Duan Ling Tian kaçmak için arkasını dönmedi. Bunun yerine ilerlemeye devam etti. Kızıl Şeytan gibi yüce bir güçle karşı karşıya kaldığında kaçma şansının olmadığını biliyordu. Üstelik şu anda Kızıl Şeytan’ın sözlerinden geri dönme niyetinde olduğundan tam olarak emin değildi. Sonuçta, eğer Kızıl Şeytan sözünü tutmamaya niyetliyse, Kızıl Şeytan bunu Kızıl Şeytan Tepesi’nde yapabilirdi. Duan Ling Tian’a göre Kızıl Şeytan’ın kuklalarının önünde gösteri yapması için hiçbir neden yoktu.
Duan Ling Tian durduğunda sakince sordu: “Kıdemli, sorun nedir?”
Kızıl Şeytan, Duan Ling Tian’ın soğukkanlılığını koruduğunu görünce alaycı bir şekilde gülümsedi ve şöyle dedi: “Sen gerçekten oldukça cesursun. Sözümü bozmak niyetinde olduğum için gelmemden endişelenmiyor musun?”

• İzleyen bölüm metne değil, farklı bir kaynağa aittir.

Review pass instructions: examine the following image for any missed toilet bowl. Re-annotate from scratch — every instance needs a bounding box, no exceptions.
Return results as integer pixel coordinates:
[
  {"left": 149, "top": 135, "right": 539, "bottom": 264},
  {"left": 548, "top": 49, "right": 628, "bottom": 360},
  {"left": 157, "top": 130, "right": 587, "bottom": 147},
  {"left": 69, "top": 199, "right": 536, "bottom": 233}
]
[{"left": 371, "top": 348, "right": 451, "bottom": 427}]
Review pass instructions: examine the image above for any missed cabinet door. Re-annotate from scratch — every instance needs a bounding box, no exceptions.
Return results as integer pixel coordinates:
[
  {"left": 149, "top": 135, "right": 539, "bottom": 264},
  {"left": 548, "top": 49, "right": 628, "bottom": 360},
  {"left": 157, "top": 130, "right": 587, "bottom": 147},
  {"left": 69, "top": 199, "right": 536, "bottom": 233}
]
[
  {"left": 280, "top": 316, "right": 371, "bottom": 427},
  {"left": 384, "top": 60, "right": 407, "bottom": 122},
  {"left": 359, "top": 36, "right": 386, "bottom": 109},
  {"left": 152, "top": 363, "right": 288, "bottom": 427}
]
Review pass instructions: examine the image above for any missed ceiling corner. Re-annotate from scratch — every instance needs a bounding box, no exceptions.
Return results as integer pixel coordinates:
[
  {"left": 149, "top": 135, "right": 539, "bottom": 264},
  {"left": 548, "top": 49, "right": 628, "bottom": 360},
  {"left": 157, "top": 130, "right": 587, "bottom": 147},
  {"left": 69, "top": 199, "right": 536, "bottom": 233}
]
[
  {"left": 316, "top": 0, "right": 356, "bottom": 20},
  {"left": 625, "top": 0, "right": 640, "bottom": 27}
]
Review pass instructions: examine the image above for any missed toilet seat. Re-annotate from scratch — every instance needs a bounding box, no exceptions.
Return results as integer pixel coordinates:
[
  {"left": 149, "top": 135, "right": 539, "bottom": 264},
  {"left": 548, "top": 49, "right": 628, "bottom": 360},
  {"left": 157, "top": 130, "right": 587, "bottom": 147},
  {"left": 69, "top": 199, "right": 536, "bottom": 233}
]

Duan Ling Tian dışarıdan sakin kaldı ama içten rahat bir nefes aldı. Kızıl Şeytan’ın sözlerine bakılırsa Kızıl Şeytan sözünü tutmayacak gibi görünüyordu. Sonra şöyle yanıtladı: “Kıdemli, eğer sözünü bozmak isteseydin bunu Crimson Demon Ridge’de yapardın. İlk etapta Crimson Demon Ridge’den ayrılmama izin vermene gerek yok.”
Kızıl Şeytan anlamlı bir şekilde Duan Ling Tian’a baktı ve şöyle dedi: “Haklısın. Sözümü bozmayacağım. Ancak, sadece seni bir kuklaya dönüştürmeyeceğime ve Crimson Demon Ridge’den ayrılmana izin vermeyeceğime söz verdiğimi unutmuş görünüyorsun. Seni öldürmeyeceğime söz vermedim.”
Kızıl Şeytan’ın sesi kesilir kesilmez Duan Ling Tian, onu tepeden tırnağa örten korkunç bir öldürme niyetini hissetti. Bu ona ölümü deneyimliyormuş gibi hissettiriyordu.